As well as making solitary work easier, this sort of proof assistant could change how mathematicians work together by eliminating what is called a trust bottleneck. A proof assistant shows your collaborators that the work is trustworthy.
Chatbots
At the other extreme are chatbots, neural-network-based large language models. At Google in Mountain View, California, former physicist, Ethan Dyer and his team have developed a chatbot called Minerva, which specialises in solving maths problems. At heart, Minerva is a very sophisticated version of the autocomplete function on messaging apps. It has learnt to write down step-by-step solutions to problems in the same way that certain apps can predict words and phrases. Unlike Lean, which communicates using something similar to computer code, Minerva takes questions and writes answers in conversational English, solving some problems automatically.
Minerva
Minerva shows both the power and possible limitations. It can accurately factor integer numbers into primes (numbers that can’t be divided evenly into smaller ones), but starts making mistakes once the numbers exceed a certain size, showing that it has not understood the general procedure.
Still, Minerva’s neural network seems to be able to acquire some general technique as opposed to just statistical patterns. The Google team is trying to understand how it does that and hoping that eventually they would they would be able to brainstorm with it. It could also be useful for non-mathematicians needing to extract information from specialised literature. Further extensions will expand Minerva’s skills by studying textbooks and interfacing with dedicated maths software. The motivation behind the Minerva project was to see how far the machine-learning approach could be pushed, making it possible that such a a powerful automated tool could end up combining symbolic AI techniques with neural networks.
Maths v. machines
In the longer term, will programmes remain part of the supporting cast, or will they be able to conduct mathematical research independently? AI might get better at producing correct mathematical statements and proofs, but some researchers worry that most of those would be uninteresting or impossible to understand. To do this, computers will have to judge what is interesting and worth proving. If they can do that, the future of humans in the field looks uncertain.
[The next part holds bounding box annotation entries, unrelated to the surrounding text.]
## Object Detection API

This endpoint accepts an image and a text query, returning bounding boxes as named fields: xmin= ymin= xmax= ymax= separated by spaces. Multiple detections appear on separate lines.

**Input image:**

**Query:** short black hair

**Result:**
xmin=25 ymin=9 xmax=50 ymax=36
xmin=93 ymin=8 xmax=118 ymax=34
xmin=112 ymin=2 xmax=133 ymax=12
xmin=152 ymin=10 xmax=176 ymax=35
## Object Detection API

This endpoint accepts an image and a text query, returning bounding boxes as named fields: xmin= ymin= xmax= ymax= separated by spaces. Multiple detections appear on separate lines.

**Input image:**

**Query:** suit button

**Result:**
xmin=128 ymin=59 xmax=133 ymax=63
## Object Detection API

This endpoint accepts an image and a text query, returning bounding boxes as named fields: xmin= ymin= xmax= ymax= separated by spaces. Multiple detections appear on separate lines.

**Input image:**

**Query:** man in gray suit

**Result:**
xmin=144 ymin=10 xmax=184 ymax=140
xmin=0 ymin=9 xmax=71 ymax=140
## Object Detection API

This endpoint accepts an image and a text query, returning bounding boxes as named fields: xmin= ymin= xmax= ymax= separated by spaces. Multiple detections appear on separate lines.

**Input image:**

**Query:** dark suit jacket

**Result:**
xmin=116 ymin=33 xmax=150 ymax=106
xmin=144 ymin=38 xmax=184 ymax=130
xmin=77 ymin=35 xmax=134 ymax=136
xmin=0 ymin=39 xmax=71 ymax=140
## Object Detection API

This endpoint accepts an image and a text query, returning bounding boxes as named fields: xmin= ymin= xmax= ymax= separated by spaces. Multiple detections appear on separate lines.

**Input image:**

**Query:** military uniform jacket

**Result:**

AI aids mathematicians to unsolvable problem
A team of researchers has stumbled on a question which is mathematically unanswerable because it is linked to logical paradoxes discovered by Austrian mathematician Kurt Gödel in the 1930’s that can’t be solved using standard mathematics.
The mathematicians, who were working on a machine-learning problem, showed that the question of learnability (whether an algorithm can extract a pattern from limited data) is linked to a paradox known as the continuum hypothesis. Gödel showed that the statement cannot be proved either true or false using standard mathematical language. The latest results appeared in Nature Machine Intelligence.
“For us, it was a surprise,” says Amir Yehudayoff at the Technicon–Israel Institute of Technology in Haifa, who is a co-author on the paper. He says that although there are a number of technical maths questions that are known to be similarly undecidable, he did not expect this phenomenon to show up in a relatively simple problem in machine learning.